About This HTML Issue
The version attribute on the <svg> element is obsolete in SVG 2 and is no longer recognized as a valid attribute by the W3C HTML validator.
The version attribute was used in SVG 1.0 and SVG 1.1 to indicate which specification the SVG content conformed to, with values like "1.0" or "1.1". However, SVG 2 — which is the version used when SVG is embedded in HTML5 documents — dropped this attribute entirely. It never had any practical effect on how browsers rendered SVG content, so removing it is safe and has no impact on functionality.

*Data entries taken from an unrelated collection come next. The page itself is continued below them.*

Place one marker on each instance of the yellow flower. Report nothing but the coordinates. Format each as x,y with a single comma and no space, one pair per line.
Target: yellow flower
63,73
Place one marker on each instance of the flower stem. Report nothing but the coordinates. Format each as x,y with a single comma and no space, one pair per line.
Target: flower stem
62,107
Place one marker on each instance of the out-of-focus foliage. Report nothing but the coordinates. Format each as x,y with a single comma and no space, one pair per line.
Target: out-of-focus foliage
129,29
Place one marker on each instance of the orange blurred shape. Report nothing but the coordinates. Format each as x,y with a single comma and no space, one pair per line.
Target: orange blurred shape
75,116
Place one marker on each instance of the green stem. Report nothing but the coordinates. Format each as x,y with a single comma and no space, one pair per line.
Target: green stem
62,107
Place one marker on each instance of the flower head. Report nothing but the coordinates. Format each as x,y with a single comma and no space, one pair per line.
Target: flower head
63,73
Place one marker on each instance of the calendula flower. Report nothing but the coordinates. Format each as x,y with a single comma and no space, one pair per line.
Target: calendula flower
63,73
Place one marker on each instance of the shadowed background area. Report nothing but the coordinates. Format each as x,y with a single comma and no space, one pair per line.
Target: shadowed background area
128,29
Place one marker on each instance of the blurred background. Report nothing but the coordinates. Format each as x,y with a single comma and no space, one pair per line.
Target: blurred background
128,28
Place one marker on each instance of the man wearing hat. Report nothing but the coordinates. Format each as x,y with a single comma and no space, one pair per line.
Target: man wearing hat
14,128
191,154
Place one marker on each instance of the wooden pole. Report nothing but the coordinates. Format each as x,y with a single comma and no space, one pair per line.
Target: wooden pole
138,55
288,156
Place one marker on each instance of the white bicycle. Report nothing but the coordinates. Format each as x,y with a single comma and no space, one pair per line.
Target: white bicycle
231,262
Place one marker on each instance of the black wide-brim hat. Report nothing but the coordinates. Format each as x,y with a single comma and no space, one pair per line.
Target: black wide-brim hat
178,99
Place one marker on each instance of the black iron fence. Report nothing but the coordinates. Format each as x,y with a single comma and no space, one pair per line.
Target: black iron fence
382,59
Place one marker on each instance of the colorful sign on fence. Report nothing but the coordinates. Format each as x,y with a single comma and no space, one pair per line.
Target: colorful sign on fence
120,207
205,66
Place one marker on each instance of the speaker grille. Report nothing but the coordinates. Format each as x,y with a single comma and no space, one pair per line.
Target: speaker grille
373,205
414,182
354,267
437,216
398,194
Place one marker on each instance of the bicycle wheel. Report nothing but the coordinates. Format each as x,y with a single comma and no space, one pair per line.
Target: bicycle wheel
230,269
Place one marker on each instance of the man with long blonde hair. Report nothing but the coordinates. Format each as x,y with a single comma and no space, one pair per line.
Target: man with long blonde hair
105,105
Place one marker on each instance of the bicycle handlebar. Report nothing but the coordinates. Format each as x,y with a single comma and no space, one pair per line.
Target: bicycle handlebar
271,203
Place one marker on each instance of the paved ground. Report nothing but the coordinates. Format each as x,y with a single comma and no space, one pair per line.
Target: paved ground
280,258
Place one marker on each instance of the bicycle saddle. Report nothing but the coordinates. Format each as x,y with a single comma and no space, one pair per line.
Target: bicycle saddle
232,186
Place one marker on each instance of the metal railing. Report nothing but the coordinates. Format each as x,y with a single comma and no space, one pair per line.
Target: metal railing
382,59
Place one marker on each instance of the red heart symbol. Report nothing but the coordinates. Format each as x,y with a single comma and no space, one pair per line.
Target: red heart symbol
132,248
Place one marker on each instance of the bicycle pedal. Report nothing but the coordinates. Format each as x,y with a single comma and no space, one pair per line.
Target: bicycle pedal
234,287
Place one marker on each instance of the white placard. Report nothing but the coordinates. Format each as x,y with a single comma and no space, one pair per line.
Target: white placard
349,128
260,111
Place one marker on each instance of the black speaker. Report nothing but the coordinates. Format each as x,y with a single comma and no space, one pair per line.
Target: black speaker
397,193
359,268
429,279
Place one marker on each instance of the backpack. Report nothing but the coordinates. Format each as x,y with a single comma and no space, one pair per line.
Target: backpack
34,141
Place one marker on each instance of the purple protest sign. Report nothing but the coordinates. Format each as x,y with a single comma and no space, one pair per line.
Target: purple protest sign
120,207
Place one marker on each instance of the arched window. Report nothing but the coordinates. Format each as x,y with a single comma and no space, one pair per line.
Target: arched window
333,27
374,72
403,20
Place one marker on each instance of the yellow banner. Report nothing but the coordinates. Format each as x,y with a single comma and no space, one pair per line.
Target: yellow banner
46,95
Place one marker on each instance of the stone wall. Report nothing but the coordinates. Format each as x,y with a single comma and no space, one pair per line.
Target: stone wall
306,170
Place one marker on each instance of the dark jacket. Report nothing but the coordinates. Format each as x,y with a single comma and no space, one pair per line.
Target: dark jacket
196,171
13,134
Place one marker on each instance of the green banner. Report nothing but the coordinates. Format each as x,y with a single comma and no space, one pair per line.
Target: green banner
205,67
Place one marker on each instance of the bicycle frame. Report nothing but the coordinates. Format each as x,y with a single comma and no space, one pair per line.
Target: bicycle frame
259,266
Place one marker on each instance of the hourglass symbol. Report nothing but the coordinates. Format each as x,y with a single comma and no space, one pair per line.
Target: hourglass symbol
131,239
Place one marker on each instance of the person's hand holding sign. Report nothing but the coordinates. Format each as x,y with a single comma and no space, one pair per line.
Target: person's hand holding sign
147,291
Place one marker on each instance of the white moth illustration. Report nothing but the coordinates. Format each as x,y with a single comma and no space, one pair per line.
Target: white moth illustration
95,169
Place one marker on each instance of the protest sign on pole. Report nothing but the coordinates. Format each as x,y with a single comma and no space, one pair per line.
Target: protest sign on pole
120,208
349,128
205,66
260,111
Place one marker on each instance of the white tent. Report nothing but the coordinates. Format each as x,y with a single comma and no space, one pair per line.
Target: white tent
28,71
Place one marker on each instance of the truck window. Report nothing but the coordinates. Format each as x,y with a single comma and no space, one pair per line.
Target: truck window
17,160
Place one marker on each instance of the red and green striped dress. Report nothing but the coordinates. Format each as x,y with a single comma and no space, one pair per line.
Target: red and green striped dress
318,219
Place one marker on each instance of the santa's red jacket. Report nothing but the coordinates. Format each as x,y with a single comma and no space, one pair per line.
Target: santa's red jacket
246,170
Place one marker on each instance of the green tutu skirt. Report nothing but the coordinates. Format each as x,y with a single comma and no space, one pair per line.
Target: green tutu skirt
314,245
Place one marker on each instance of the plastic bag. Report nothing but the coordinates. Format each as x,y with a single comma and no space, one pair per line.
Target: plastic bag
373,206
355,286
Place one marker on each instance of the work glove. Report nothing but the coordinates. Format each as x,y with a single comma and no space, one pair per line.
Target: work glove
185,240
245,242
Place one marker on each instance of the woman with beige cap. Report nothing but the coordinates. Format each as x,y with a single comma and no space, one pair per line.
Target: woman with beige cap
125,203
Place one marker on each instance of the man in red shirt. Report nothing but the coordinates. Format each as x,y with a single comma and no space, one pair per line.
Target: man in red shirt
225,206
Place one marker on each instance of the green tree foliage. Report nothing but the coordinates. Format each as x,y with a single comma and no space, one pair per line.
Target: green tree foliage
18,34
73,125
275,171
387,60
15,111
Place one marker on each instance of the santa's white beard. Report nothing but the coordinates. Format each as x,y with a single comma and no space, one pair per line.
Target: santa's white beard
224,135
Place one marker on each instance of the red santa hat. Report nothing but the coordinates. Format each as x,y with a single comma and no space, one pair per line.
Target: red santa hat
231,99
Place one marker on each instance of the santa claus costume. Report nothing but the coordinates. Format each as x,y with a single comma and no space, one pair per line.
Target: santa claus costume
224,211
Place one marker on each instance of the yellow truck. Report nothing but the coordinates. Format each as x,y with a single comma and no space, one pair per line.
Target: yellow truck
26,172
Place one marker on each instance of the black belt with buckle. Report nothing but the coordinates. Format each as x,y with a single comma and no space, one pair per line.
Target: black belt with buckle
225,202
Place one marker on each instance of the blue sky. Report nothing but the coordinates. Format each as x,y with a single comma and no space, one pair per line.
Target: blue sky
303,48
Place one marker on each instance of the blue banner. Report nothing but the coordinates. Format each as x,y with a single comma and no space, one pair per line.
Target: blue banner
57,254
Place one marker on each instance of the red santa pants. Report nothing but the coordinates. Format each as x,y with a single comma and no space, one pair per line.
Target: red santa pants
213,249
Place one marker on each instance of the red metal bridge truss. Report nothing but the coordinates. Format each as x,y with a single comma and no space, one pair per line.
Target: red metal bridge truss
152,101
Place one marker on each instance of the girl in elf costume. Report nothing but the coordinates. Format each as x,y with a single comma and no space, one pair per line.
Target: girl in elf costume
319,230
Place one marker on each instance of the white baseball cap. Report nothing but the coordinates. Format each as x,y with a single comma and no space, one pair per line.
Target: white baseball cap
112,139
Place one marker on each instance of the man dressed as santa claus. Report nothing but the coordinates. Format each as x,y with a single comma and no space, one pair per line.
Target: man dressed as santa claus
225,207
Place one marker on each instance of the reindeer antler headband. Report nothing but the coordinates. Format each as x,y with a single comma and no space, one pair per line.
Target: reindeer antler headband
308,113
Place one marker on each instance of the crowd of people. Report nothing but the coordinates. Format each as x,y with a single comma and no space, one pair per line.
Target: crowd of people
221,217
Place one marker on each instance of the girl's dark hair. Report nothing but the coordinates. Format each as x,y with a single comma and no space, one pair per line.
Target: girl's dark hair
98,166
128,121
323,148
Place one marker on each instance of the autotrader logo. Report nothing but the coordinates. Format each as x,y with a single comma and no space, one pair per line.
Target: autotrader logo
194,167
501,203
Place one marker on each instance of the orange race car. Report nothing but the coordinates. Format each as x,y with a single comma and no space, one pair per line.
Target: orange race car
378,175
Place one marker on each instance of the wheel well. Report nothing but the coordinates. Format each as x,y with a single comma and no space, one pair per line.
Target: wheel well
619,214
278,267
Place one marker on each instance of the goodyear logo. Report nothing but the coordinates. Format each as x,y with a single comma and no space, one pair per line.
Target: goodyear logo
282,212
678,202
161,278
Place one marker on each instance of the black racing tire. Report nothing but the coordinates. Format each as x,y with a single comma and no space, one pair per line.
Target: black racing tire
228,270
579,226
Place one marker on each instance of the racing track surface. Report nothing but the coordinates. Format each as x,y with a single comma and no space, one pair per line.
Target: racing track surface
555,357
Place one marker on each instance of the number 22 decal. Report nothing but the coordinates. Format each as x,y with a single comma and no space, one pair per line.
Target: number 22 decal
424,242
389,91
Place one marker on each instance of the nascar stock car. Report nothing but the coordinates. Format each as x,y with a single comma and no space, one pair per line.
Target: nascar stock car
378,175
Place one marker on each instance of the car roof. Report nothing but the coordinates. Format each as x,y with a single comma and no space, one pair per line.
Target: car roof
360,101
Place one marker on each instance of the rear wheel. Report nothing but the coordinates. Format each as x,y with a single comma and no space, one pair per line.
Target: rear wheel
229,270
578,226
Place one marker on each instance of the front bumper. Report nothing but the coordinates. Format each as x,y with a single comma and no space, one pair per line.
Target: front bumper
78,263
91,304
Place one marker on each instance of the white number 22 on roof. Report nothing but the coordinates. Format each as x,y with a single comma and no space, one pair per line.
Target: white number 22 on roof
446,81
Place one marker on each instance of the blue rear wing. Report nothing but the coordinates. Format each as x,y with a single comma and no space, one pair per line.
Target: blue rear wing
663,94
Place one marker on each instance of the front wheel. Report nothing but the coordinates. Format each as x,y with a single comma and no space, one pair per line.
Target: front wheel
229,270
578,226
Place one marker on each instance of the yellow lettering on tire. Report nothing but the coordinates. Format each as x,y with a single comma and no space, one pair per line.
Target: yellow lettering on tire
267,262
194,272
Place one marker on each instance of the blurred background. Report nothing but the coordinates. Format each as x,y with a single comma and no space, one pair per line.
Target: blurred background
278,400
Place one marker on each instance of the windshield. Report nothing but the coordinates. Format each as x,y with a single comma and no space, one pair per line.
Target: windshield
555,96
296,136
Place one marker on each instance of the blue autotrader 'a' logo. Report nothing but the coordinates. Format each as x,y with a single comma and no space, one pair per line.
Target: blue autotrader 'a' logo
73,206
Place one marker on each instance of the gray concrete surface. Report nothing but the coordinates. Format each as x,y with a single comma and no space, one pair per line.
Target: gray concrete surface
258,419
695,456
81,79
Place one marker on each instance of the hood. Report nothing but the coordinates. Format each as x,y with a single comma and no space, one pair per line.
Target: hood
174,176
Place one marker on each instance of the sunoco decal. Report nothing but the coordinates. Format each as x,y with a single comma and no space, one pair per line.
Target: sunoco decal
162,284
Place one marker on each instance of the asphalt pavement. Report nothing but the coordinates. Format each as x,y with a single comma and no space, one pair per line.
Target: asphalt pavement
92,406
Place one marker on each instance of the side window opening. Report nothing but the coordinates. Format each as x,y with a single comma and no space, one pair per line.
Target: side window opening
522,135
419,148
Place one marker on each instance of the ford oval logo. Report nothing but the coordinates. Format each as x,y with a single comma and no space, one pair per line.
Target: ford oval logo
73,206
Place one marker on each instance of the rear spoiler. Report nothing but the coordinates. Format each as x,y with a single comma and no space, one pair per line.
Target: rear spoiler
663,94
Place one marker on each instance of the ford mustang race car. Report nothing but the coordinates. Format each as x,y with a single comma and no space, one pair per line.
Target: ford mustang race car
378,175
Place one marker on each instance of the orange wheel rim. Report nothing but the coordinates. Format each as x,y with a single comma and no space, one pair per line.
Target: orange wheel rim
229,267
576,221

Similarly, the baseProfile attribute and the xmlns:xlink namespace declaration are also obsolete when using inline SVG in HTML5. You can safely remove all three.
Bad Example
<svg version="1.1" xmlns="http://www.w3.org/2000/svg" xmlns:xlink="http://www.w3.org/1999/xlink" width="100" height="100">
<circle cx="50" cy="50" r="40" fill="blue" />
</svg>
Fixed Example
<svg xmlns="http://www.w3.org/2000/svg" width="100" height="100">
<circle cx="50" cy="50" r="40" fill="blue" />
</svg>
If your SVG files are exported from tools like Illustrator, Inkscape, or Figma, they often include the version attribute by default. You can safely strip it out manually or use an SVG optimizer like SVGO to clean up unnecessary attributes automatically.